Aujourd’hui l’histoire se répète. Comme plusieurs, les signataires du texte collectif paru dans Le Devoir sous le titre Québec solidaire et la laïcité : choisir la cohérence, ignorent cette histoire récente et les leçons qu’il faut en tirer. Ils affirment que, si on ne continue pas à interdire le port de signes religieux aux policier.ère.s, juges, procureur.e.s de la Couronne et gardien.ne.s de prison… nous continuerons à enfermer le Québec dans un clivage vieux de 12 ans portant uniquement sur les signes religieux, un enlisement qui ne fait que contribuer à la stigmatisation de certain.e.s de nos concitoyen.ne.s, notamment de confession musulmane.

Si le constat est réel en ce qui concerne la stigmatisation de la population musulmane, la conclusion est fausse. Elle est biaisée par un illogisme qui affirme que nous avons été enferméEs dans un clivage pendant 12 ans mais que nous devons poursuivre une politique qui de toute évidence n’a pas eu de prise sur ce clivage. Parce que dans les faits cette approche a déjà été tentée et cela a justement donné l’effet inverse. C’est la position que nos PP défendent depuis six ans déjà et rien n’a cessé, la stigmatisation et l’intolérance a continué parce qu’elle est toujours alimentée. Et nous n’avons pu proposer que peu d’alternatives avec la position basée sur notre projet de loi de 2013 qui nous empêchait de nous dissocier complètement de cette logique basée sur des préjugés anti musulmans. Il ne s’agit donc pas d’une nouvelle politique qu’il faut essayer. On a joué à ce jeu et on a perdu, l’intolérance n’a pas reculé, au contraire.

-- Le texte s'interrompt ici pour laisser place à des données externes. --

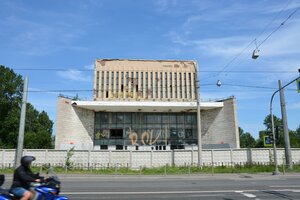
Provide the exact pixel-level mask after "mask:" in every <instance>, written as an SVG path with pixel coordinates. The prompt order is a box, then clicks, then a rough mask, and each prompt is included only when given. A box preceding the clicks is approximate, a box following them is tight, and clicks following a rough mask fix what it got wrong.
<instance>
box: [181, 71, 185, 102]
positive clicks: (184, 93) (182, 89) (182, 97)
mask: <svg viewBox="0 0 300 200" xmlns="http://www.w3.org/2000/svg"><path fill="white" fill-rule="evenodd" d="M181 88H182V99H185V98H186V97H185V94H186V91H185V89H186V87H185V81H184V72H181Z"/></svg>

Dans le contexte actuel, après l’instrumentalisation qu’en a fait l’ADQ, le PQ, le BLOC et maintenant la CAQ sans oublier le PLQ qui a adopté une loi discriminatoire et refusé une commission d’enquête concernant le racisme systémique, voulons-nous vraiment continuer à jouer dans la même cour qu’eux ?

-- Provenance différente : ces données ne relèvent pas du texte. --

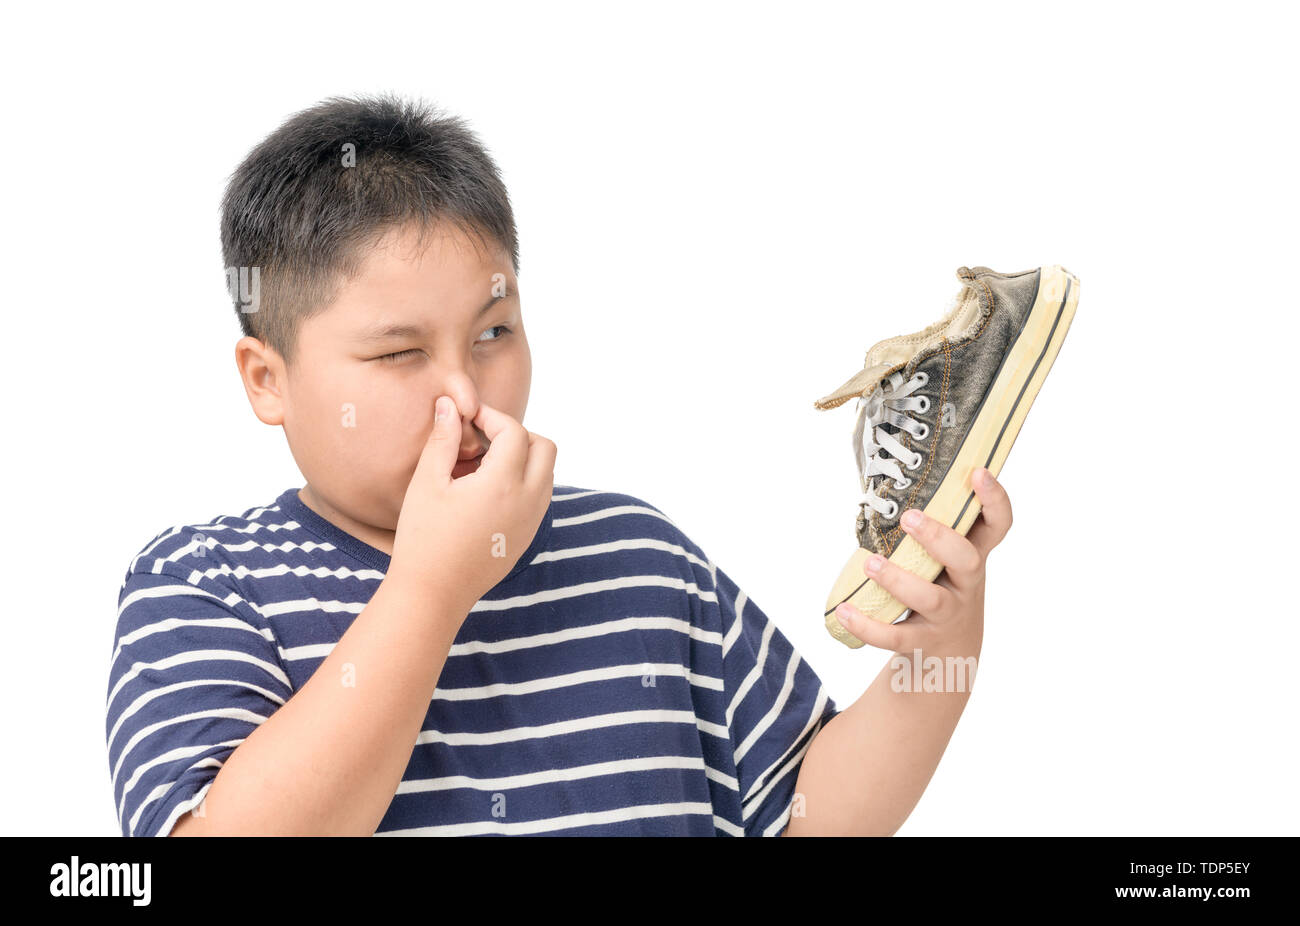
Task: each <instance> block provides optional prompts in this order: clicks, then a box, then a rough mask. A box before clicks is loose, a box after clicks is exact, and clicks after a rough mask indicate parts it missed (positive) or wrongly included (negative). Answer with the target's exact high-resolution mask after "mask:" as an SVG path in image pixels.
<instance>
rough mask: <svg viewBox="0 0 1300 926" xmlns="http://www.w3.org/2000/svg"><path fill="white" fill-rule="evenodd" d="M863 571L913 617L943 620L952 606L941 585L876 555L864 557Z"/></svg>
mask: <svg viewBox="0 0 1300 926" xmlns="http://www.w3.org/2000/svg"><path fill="white" fill-rule="evenodd" d="M963 540H965V538H963ZM931 555H933V554H931ZM936 559H937V557H936ZM863 571H865V572H866V575H867V577H870V579H872V580H874V581H875V583H876V584H878V585H880V587H881V588H884V590H885V592H888V593H889V594H892V596H893V597H894V598H897V600H898V601H901V602H902V603H904V606H905V607H910V609H911V610H913V611H915V613H917V614H922V615H924V616H927V618H943V616H946V615H948V613H949V610H950V609H952V606H953V605H954V603H956V600H954V598H953V593H952V592H949V590H948V589H946V588H944V587H943V585H939V584H936V583H932V581H926V580H924V579H922V577H920V576H915V575H913V574H911V572H909V571H907V570H905V568H902V567H901V566H898V564H897V563H891V562H889V561H888V559H887V558H885V557H881V555H880V554H879V553H874V554H871V555H870V557H867V562H866V563H863Z"/></svg>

À ces questions Ève Torres répond que tout cela est une crise inventée. Selon La commission des droits de la personne et de la jeunesse il n’y a pas eu de problématique des accommodements raisonnables, les demandes d’accommodements religieux étaient extrêmement minimes, on parle d’à peine 1 %.

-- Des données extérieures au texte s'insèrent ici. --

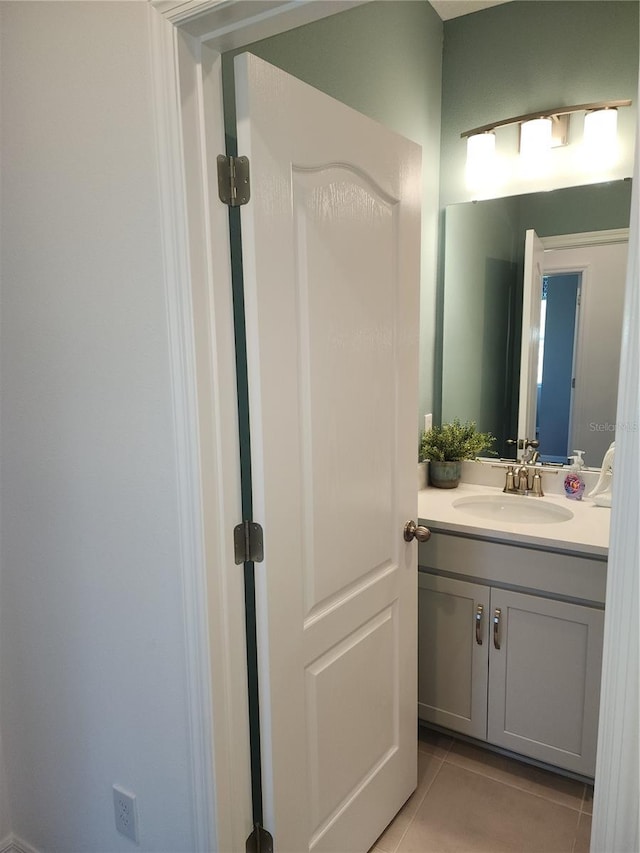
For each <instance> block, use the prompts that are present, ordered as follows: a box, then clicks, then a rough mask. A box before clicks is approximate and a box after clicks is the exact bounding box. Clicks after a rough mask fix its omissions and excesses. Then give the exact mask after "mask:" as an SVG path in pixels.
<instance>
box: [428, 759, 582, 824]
mask: <svg viewBox="0 0 640 853" xmlns="http://www.w3.org/2000/svg"><path fill="white" fill-rule="evenodd" d="M445 761H446V758H445ZM443 763H444V762H443ZM446 763H447V764H450V765H451V766H452V767H457V768H458V769H459V770H468V771H469V773H474V774H475V775H476V776H483V777H484V778H485V779H491V781H492V782H498V783H499V784H500V785H505V786H506V787H507V788H514V789H515V790H516V791H521V792H522V793H523V794H531V795H532V796H534V797H538V799H540V800H545V801H546V802H548V803H553V804H554V805H556V806H562V807H563V808H565V809H570V810H571V811H574V812H578V814H579V815H580V814H582V811H581V808H582V799H581V800H580V806H579V807H577V808H575V807H574V806H568V805H567V804H566V803H559V802H558V801H557V800H553V799H551V798H550V797H545V796H544V795H543V794H538V793H536V792H535V791H530V790H528V789H527V788H521V787H520V786H519V785H514V784H512V783H511V782H505V781H504V780H503V779H496V778H495V776H490V775H489V774H488V773H483V772H482V771H481V770H473V769H472V768H471V767H466V766H465V765H464V764H456V763H455V762H454V761H447V762H446ZM583 787H584V785H583ZM582 798H584V793H583V794H582Z"/></svg>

Les positions que ces partis ont avancées ne sont donc pas portées par des faits réels ni par une crise qu’il faut résoudre mais par une utilisation politique consciente des préjugés à des fins électoralistes. Voilà ce à quoi nous devons répondre. Québec solidaire doit se démarquer de ces politiques de partis de pouvoir et affirmer que nous avons à cœur la construction d’un Québec diversifié, pluraliste et inclusif. Nous devons réussir pour ne pas laisser les politiques de division sur des bases ethnoculturelles prendre le dessus. Nous serons le seul parti mais certainement pas les seuls à le dire, construisons un Québec pluriel !

André Frappier

Militant impliqué dans la solidarité avec le peuple Chilien contre le coup d’état de 1973, son parcours syndical au STTP et à la FTQ durant 35 ans a été marqué par la nécessaire solidarité internationale. Il est impliqué dans la gauche québécoise et canadienne et milite au sein de Québec solidaire depuis sa création. Co-auteur du Printemps des carrés rouges pubié en 2013, il fait partie du comité de rédaction de Presse-toi à gauche et signe une chronique dans la revue Canadian Dimension.